SCAD professor adds structure to chaos

By Augusta Statz

Timothy Jackson is a professor of art history who also specializes in new media and digital art. In his exhibit that is being featured at the S.P.A.C.E. center in conjunction with the Telfair Museum’s PULSE: Art and Technology Festival until Jan. 28, “Structures of Chaos,” Jackson created drawings generated by machines of his creation.

Jackson has been working with similar art systems for 20 years. He explained his interest in chaos that originally inspired him to create the art making machines.

“My interest in chaos theory which led to these works emerged through my development of increasingly complex art systems. These systems were generative works with dynamic behaviors that became impossible to predict. In Hesiod’s “Theogony,” Chaos is described as the original dark void from which everything else appeared, including the other Greek gods. I was interested in each drawing becoming a physical rumination upon such a creation myth, with these pathetic technological characters [drawing robots] scratching away, and I hope inspiring some sense of wonder in the minds of the viewer of the outcomes of these actions. In this manner, I consider each blank piece of paper as a metaphoric chaotic ground upon which something comes into being, manifesting its inherent systemic structure by design, as generated from conditions initiated by the artist/technologist.”

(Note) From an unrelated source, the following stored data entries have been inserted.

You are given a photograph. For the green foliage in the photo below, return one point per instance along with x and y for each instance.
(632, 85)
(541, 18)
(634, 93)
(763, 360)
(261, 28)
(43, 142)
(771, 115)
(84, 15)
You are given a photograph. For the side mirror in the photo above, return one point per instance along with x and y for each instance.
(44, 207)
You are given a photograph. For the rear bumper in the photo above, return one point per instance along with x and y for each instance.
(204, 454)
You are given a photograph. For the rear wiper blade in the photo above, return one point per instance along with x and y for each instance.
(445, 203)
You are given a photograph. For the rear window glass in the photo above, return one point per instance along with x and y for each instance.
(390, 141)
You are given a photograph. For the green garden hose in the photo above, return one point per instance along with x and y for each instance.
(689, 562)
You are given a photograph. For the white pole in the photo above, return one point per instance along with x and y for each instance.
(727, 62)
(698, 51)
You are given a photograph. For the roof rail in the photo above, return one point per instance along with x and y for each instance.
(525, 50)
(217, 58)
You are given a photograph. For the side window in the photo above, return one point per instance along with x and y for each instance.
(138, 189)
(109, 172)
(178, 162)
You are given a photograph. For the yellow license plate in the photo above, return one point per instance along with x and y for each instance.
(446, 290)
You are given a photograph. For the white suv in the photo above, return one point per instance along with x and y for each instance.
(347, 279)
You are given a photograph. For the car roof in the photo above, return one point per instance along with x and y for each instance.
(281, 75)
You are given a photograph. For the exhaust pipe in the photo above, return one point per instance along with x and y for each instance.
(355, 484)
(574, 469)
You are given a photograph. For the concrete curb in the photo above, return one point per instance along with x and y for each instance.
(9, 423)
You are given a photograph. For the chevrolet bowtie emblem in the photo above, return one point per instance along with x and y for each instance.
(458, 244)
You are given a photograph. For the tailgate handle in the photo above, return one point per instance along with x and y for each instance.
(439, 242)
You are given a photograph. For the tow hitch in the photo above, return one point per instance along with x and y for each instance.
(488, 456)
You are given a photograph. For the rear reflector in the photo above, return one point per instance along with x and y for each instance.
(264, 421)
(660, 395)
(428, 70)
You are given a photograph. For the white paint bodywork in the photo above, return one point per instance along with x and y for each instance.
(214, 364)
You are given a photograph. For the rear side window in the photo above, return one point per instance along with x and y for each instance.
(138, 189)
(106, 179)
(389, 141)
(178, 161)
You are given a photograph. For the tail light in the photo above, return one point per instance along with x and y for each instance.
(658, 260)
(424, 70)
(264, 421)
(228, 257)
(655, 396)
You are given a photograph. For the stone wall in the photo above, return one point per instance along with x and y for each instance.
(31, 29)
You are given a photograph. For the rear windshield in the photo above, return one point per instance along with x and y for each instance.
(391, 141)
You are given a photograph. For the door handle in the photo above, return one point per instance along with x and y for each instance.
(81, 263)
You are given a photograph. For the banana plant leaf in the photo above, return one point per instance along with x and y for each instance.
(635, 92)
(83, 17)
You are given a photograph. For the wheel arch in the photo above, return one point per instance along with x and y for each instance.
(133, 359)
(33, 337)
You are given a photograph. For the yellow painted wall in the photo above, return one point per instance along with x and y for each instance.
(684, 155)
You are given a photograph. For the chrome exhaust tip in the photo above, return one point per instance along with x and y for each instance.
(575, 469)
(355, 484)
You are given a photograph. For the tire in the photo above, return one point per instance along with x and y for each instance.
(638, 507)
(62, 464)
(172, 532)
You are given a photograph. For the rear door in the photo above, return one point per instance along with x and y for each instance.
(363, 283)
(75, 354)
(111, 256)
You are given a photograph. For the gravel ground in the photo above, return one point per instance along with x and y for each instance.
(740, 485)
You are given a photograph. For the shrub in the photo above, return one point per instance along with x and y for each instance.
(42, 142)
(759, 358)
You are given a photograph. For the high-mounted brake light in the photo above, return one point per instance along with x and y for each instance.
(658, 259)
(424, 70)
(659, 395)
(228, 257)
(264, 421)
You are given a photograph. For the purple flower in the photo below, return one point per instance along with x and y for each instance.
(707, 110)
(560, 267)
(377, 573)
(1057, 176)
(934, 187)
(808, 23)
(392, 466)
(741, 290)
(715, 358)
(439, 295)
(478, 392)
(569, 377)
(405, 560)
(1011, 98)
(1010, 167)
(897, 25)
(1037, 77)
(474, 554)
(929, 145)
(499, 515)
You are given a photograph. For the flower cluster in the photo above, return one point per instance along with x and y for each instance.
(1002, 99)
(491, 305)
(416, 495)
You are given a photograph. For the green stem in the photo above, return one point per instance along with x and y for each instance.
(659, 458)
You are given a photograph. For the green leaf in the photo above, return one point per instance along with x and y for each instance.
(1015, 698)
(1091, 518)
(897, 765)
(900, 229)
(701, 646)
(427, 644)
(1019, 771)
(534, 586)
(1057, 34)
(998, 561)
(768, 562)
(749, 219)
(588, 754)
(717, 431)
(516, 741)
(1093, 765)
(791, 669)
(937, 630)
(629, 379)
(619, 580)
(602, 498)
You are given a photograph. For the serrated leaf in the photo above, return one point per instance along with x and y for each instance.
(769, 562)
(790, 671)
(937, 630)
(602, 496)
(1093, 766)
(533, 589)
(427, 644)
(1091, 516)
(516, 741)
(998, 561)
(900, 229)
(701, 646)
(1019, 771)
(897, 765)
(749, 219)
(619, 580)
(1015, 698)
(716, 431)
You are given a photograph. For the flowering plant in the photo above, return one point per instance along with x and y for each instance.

“The machines are spheres with small battery operated motors with a counter weight inside which spin off-axis approximately 20 degrees. This cause chaotic movement to occur. When pencils, markers, or charcoal is attached the machines wobble around with these graphic tools as appendages. These graphic tools record the chaotic movement in a poetic transcoding of the movement of the machines. The drawing evidence this process and hopefully raise some interesting questions in the minds of the viewer,” said Jackson.

The machines can create art using several different mediums including colored pencil, graphite, charcoal, and markers. The medium being used at the time is attached to the machine, which “affects the movement in these art systems, which in turn provides structure to the chaos,” said Jackson.